Our findings were inconclusive in ACPA-positive RA since the low SDFR prevalence in these patients limited the power for our analysis. However, no clear tendency towards an effect was observed. Whether a higher SDFR prevalence in our ACPA-positive group would have resulted in a significant effect remains warranted. In our study, tapering was non-protocolized (and based on shared decision making), which might have underestimated the SDFR prevalence. This underestimation may be more present in ACPA-positive RA if either patients or rheumatologists more frequently did not want to stop DMARDs because of the believe that ACPA-positive RA is a more severe disease and cessation would be unsuccessful . Nevertheless, previous research, applying protocolized tapering, also showed SDFR prevalence in ACPA-positive RA was low . Following, ACPA positivity seems to increase flare rate after achieving DMARD-free remission [33, 34]. Altogether this suggests that pathways leading towards SDFR might be different for ACPA-positive and ACPA-negative RA. Potentially, the hypothesized “extension” of the window of opportunity does not hold for ACPA-positive RA patients since these have a longer pre-arthritis phase  and, possibly, disease processes have fully matured at the time of diagnosis and initiation of treatment. Yet, this remains subject to future research.
It has been suggested that SDFR development in ACPA-negative patients solely reflects spontaneous resolution of inflammation in patients misclassified as RA. To rule out this possibility, we only analyzed patients who had a clinical RA diagnosis after 1 year of follow-up, and patients diagnosed with conditions other than RA during follow-up were excluded. Additionally, all included patients fulfilled the 1987 and/or 2010 criteria, in which more than half (58%) of the ACPA-negative patients even fulfilled both criteria. Thus, all included patients had both a clinical diagnosis of RA and fulfilled classification criteria, which are meant for research as presented here. Additionally, of the 127 ACPA-negative RA patients who achieved SDFR, 16% was RF-positive and 22% erosive at baseline, supporting that the ACPA-negative RA SDFR group did not solely contain patients with least severe RA.
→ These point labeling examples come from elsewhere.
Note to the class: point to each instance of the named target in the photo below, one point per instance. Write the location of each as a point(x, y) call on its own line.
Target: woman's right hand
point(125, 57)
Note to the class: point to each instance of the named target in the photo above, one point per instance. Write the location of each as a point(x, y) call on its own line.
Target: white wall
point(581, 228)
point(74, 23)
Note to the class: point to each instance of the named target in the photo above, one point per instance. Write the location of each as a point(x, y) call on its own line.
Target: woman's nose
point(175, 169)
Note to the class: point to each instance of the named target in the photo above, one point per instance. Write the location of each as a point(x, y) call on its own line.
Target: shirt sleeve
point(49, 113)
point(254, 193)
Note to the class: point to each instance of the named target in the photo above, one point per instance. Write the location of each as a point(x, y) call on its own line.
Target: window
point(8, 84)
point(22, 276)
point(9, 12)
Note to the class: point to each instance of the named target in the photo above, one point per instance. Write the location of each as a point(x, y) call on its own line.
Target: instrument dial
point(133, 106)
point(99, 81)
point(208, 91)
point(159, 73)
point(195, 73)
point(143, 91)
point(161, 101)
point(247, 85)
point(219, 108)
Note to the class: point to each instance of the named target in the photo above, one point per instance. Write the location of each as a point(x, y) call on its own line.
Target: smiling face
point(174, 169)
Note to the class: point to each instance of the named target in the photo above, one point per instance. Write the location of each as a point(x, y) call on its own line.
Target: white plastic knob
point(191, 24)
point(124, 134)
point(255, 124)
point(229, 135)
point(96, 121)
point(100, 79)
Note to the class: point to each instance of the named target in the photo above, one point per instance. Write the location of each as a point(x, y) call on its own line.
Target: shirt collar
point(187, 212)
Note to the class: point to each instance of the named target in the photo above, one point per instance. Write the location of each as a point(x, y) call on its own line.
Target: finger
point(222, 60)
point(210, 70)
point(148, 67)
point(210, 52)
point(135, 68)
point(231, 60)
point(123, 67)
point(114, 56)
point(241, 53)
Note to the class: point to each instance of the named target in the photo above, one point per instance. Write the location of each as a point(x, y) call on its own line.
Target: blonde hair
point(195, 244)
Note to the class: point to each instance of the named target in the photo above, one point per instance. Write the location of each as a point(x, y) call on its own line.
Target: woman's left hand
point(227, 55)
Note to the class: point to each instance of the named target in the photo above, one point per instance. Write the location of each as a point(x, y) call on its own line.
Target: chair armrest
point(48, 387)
Also within RA, it has been implied that SDFR as treatment outcome is non-existent, but reflects spontaneous remission , in which “early response” could be regarded part of this natural course. Our study was observational in nature, and did not include a placebo arm, and unfortunately is unable to address this question. However, it is known that DAS levels most prominently decline in the first months after treatment initiation . The DAS course in untreated RA patients is relatively unexplored.
Currently, treatment and tapering strategies are formally similar for ACPA-positive and ACPA-negative RA patients [4, 20], and discontinuation of treatment is based on trial and error. Our findings might aid to construct more substantiated discontinuation strategies, stratified for ACPA status. We showed that ACPA-negative RA patients who rapidly achieve DAS remission < 1.6 have a considerably chance of future successful tapering and cessation of DMARD therapy. The optimal moment for evaluation of an early treatment response remains to be determined. In our cohort, a protocolized visit took place after 4 months. A DAS decrease within an earlier period (e.g., first 3 months after diagnosis or even earlier) might also be predictive. Further research on timelines remains warranted.
A limitation of this study was the presence of missing DAS information at 4 months. This was partially due to missing DAS components unrecorded during research visits; we considered this as “missing completely at random” since missingness is based on logistical issues. DAS4 months was also missing due to unattended 4 months of visits; this could be related to (unmeasured) patient or disease characteristics. Fortunately, baseline features of patients with and without missing data did not markedly differ and sensitivity analysis in which missing data was imputed showed similar results. Another limitation is that the choice to categorize patients in the SDFR group if the outcome was achieved < 7 years was relatively arbitrary and another follow-up time might also have been useful for categorization.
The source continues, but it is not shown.